Vor der Einstellung der Ermittlungen gegen Golunow hatten mehr als 25.000 Menschen auf Facebook angekündigt, sich an der Solidaritätskundgebung zu beteiligen, die sich auch gegen Polizeiwillkür im Allgemeinen richtete. Letztlich gingen gut tausend Demonstranten auf die Strasse, wie AFP-Reporter berichteten.

Der Protestmarsch fand am russischen Nationalfeiertag statt. Während Demonstranten in Polizeiwagen gezogen wurden, rief die Menge: «Schande, am Russland-Tag! Habt ihr die Verfassung vergessen?» Ein festgenommener Demonstrant zeigte aus dem Fenster eines Polizeiautos ein Plakat mit der Aufschrift «Ich bin Iwan Golunow». Auch ein «Spiegel»-Mitarbeiter wurde nach Angaben des Nachrichtenmagazins vorübergehend festgehalten, obwohl er sich als Journalist ausgewiesen habe. Mehrere Festgenommene gaben an, von Polizisten verprügelt worden zu sein.

Amnesty International verlangte die sofortige Freilassung aller Demonstranten. Die Menschenrechtsorganisation verurteilte die «willkürlichen und oft brutalen Festnahmen», die Ausdruck «der Verachtung der Behörden für Solidarität und Rechte» seien. Der Europarat rief die russische Regierung auf, die Versammlungsfreiheit zu achten.

Die Führung in Moskau habe «furchtbare Angst» vor der «fantastischen Solidarität» im Fall Golunow, erklärte Oppositionsführer Nawalny. Daher zielten sie darauf ab, «zuerst die allgemeine Solidarität zu zerstören» und dann alle jene «einzuschüchtern und festzunehmen», die nicht nachgäben.

Vorgehensweisen der Polizei wie im Fall Golunow seien «im ganzen Land an der Tagesordnung», beklagte Jegor, ein 15-jähriger Teilnehmer der Kundgebung.

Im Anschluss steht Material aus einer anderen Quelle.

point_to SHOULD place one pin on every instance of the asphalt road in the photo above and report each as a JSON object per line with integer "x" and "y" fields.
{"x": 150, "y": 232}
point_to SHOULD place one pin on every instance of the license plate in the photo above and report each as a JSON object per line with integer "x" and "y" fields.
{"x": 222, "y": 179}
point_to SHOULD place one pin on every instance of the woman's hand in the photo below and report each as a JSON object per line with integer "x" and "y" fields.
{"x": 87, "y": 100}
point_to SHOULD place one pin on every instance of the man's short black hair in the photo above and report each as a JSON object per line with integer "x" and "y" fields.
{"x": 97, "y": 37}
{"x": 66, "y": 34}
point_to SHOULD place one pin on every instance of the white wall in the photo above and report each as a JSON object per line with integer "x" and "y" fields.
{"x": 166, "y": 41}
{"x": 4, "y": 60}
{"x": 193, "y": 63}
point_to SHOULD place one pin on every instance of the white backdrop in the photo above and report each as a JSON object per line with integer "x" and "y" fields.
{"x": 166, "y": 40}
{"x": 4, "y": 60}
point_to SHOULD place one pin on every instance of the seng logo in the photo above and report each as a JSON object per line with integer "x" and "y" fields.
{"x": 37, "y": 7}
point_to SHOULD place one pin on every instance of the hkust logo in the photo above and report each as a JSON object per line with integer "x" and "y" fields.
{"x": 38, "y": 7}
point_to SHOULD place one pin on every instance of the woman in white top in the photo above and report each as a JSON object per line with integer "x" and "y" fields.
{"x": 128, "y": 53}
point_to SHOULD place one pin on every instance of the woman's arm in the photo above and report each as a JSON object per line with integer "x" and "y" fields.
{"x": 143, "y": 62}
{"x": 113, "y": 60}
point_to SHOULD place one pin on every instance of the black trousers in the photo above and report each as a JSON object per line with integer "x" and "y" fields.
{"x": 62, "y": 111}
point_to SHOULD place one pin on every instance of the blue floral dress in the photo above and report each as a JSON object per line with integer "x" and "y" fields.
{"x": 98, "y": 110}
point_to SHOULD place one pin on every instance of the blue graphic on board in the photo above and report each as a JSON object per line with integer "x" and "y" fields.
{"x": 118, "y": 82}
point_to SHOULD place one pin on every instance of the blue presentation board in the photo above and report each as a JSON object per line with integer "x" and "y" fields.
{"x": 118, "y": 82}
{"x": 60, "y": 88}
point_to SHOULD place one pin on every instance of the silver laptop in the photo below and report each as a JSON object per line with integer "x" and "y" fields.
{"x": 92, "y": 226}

Gefälschte Darstellungen über Drogenbesitz von missliebigen Bürgern kursierten überall. Es gebe «viel Ungerechtigkeit», beklagte die 83-jährige Ex-Ingenieurin Ljudmila.

In St. Petersburg gab es ebenfalls eine Protestkundgebung mit rund hundert Teilnehmern. Sie forderten unter anderem die Freilassung des inhaftierten Historikers Juri Dmitrijew. «Wir sollten den Fall Golunow nutzen, um auf andere aufmerksam zu machen», forderte der Abgeordnete Maksim Resnik.

Die Festnahme des Investigativ-Journalisten Golunow hatte eine Welle des Protests in der russischen Bevölkerung ausgelöst. Zahlreiche russische Kollegen Golunows und internationale Organisationen verurteilten das Vorgehen der Behörden. Drei grosse russische Tageszeitungen waren am Montag mit der Schlagzeile «Ich bin Iwan Golunow» auf der Titelseite erschienen.

Golunow, der für das unabhängige Investigativ-Portal «Medusa» arbeitet, war am Donnerstag vergangener Woche festgenommen worden. Am Samstag ordnete ein Haftrichter zwei Monate Hausarrest an. Golunow bestritt die Vorwürfe. Die Drogen seien ihm untergeschoben worden. Der 36-Jährige gab zudem an, im Polizeigewahrsam gefoltert worden zu sein.

Am Dienstag teilte Innenminister Wladimir Kolokolzew überraschend mit, die Ermittlungen würden eingestellt und der Hausarrest aufgehoben. Ein derartiges Einlenken gegenüber öffentlichen Protesten kam in den vergangenen Jahren in Russland nur selten vor.

Nach Einschätzung von Kritikern folgte der Fall einem bekannten Muster, wonach Drogen-Vorwürfe konstruiert werden, um Menschenrechtsvertreter und kritische Journalisten in Russland mundtot zu machen. Dass solche Ermittlungen wieder fallengelassen werden, ist äusserst ungewöhnlich.

Während seiner zwei Jahrzehnte an der Macht hat der russische Präsident Wladimir Putin die meisten seiner Kritiker zum Schweigen gebracht. Er versuchte zudem, die Presse mundtot zu machen. Die wenigen kritischen und unabhängigen Medien, die noch in Russland aktiv sind, stehen laut Kreml-Kritikern unter grossem Druck.